I understand that, but how will these negatively hurt the light or it's performance as it's protected from the elements already.

Or is this just something people are concerned about since some never want a scratch in their light?


----------



## Badbeams3 (Jul 31, 2009)

Thanks for putting up the chart Dhart. Guess these came in as expected...but from the photos posted I thought they were outperforming expectations


----------



## ninjaboigt (Jul 31, 2009)

passive101 said:


> I understand that, but how will these negatively hurt the light or it's performance as it's protected from the elements already.
> 
> Or is this just something people are concerned about since some never want a scratch in their light?


 
oh, well if the anodizing rubs off on the inside of the tail cap, the flashlight wont be able to lock out any more..


----------



## f22shift (Jul 31, 2009)

passive101 said:


> I understand that, but how will these negatively hurt the light or it's performance as it's protected from the elements already.
> 
> Or is this just something people are concerned about since some never want a scratch in their light?


 

the anodizing(non conductive) enables the feature of a lockout. if the anodizing rubs out then you'll lose that feature as there is conductable metal underneath the anodizing coating.


----------



## passive101 (Jul 31, 2009)

f22shift said:


> the anodizing(non conductive) enables the feature of a lockout. if the anodizing rubs out then you'll lose that feature as there is conductable metal underneath the anodizing coating.

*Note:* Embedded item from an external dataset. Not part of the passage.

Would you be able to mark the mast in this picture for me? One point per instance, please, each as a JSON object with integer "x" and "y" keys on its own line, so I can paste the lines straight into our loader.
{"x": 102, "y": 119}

Ok I get it now. Sorry I'm a bit slow. So to avoid this we can just unscrew the head instead. Would any negative side effects come about from doing this?


----------



## pobox1475 (Jul 31, 2009)

> I am considering getting into them and learning more about them.


 Not much to _learn._ Well worth the investment IMO. Especially If you spring for protected AW's and a Pila IBC charger. Just put in, take out and away you go . Having the ability to _top off _cells gives a positive feeling in day to day use. Of course a primary or two for back-up duties makes sense as well.


----------



## DHart (Jul 31, 2009)

Badbeams3 said:


> Thanks for putting up the chart Dhart. Guess these came in as expected...but from the photos posted I thought they were outperforming expectations



Yeah... photos, especially if they're not created very methodically, can be very, very misleading.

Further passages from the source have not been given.